In order to ascertain the extent and exact location of a tumor, an exostosis, or other enlargements, the diagnostician, here also, needs to be in possession of a trained tactile sense and in addition if he be fortified with an accurate knowledge of normal anatomy and pathology, he is able to arrive at proper conclusions, when digital manipulations have been employed. Fibrous tumors are sometimes located in the inferior part of the medial side of the tarsus—exactly over the seat of bone-spavin. Such tumors, when the affected member is supporting weight, are not to be distinguished from exostoses; but as soon as the affected leg ceases to bear weight, it may be passively flexed and the nature of the enlargement recognized because it may be slightly displaced by digital manipulation. Displacement, of course, is not possible with an exostosis.

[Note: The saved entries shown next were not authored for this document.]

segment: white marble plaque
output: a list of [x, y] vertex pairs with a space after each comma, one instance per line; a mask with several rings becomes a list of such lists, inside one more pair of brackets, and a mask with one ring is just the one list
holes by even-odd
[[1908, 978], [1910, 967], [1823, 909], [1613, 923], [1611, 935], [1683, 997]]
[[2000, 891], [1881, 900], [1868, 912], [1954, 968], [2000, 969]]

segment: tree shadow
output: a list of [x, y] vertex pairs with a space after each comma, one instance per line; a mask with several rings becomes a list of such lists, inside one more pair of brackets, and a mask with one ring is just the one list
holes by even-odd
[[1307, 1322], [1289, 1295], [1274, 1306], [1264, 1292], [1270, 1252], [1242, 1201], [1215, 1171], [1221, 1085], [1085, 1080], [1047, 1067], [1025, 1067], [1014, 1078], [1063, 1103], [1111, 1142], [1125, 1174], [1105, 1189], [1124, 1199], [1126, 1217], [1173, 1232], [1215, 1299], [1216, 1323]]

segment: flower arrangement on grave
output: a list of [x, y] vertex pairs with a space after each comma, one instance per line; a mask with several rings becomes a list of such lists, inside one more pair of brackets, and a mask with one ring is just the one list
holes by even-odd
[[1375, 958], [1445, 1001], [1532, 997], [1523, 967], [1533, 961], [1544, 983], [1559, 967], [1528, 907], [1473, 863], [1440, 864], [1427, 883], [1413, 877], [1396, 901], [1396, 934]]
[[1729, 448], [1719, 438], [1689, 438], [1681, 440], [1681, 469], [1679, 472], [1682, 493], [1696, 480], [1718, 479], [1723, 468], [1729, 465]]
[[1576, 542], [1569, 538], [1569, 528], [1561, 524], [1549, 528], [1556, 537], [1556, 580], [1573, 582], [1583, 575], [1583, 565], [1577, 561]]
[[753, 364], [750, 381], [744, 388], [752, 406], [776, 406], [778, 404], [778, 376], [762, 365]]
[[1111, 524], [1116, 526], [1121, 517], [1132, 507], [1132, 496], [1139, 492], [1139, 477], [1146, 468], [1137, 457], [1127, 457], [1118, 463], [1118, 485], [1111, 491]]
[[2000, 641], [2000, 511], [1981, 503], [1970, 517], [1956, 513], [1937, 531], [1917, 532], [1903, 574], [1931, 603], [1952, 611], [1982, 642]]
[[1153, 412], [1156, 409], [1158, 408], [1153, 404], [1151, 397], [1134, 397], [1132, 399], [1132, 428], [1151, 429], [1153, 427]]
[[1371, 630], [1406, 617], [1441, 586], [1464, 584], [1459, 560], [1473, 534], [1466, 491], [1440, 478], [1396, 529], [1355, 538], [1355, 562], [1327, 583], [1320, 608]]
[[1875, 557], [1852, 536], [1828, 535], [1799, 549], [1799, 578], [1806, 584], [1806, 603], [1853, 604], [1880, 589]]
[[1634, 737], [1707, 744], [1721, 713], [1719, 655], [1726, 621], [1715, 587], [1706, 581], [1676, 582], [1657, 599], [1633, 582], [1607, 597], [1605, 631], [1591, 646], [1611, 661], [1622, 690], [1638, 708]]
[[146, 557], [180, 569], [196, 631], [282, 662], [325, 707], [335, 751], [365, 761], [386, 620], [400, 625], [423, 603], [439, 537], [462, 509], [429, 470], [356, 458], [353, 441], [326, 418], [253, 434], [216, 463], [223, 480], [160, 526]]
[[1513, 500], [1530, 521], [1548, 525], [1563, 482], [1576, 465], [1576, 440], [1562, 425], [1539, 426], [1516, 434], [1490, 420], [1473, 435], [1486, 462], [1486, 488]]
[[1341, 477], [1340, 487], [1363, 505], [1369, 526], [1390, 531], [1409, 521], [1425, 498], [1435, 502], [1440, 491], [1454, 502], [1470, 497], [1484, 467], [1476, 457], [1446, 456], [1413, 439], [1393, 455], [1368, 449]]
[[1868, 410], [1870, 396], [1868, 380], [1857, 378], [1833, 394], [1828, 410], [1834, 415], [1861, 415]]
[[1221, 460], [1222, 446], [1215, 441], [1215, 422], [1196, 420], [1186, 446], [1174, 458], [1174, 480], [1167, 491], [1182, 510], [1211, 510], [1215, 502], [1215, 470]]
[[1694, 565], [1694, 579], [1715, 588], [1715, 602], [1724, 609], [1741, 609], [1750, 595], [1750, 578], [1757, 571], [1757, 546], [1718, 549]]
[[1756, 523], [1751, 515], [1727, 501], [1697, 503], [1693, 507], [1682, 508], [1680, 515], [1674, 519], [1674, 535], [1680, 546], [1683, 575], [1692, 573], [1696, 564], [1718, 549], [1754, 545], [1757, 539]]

A necessary qualification, which the diagnostician must possess, is that of being able to judge carefully the nearness of any given exostosis to articular structures. Also, the extent or area of the base of an exostosis as well as its exact position, needs be determined before one may estimate the probable outcome in any case,—whether treatment should be encouraged or discouraged by the practitioner. Periarticular ringbone may, because of the size and location of the exostosis, constitute a condition which cannot be relieved in any way in one case, and in another, because of the manner of distribution of such osseous deposits, the condition may be such that prompt recovery will follow proper treatment. In the examination of an exostosis of the tarsus, it is particularly important to determine the exact location of the exostosis—whether or not the spavin involves the tibial tarsal (astragulus) bone very near its tibial articular portions. Obviously, if articular surfaces of joints are involved, complete recovery cannot result despite the most skillful attention given the subject.
Passive Movements.
Wherever it is possible to gain the confidence of a tractable animal to the extent that it will relax the structures sufficiently to make possible passive movement of affected parts, much is to be learned as a result of such manipulation. By this method one may differentiate true crepitation, false crepitation, luxation and inflammation of ligaments that have been injured, as in sprains of such structures in the phalangeal region.
True crepitation is recognizable by the characteristic vibration which is interpreted by tactile sense. It is possible to recognize fracture by the use of other methods—auscultation, tuning fork tests, etc., but in ordinary veterinary practice one must rely upon the sense of touch for recognition of crepitation.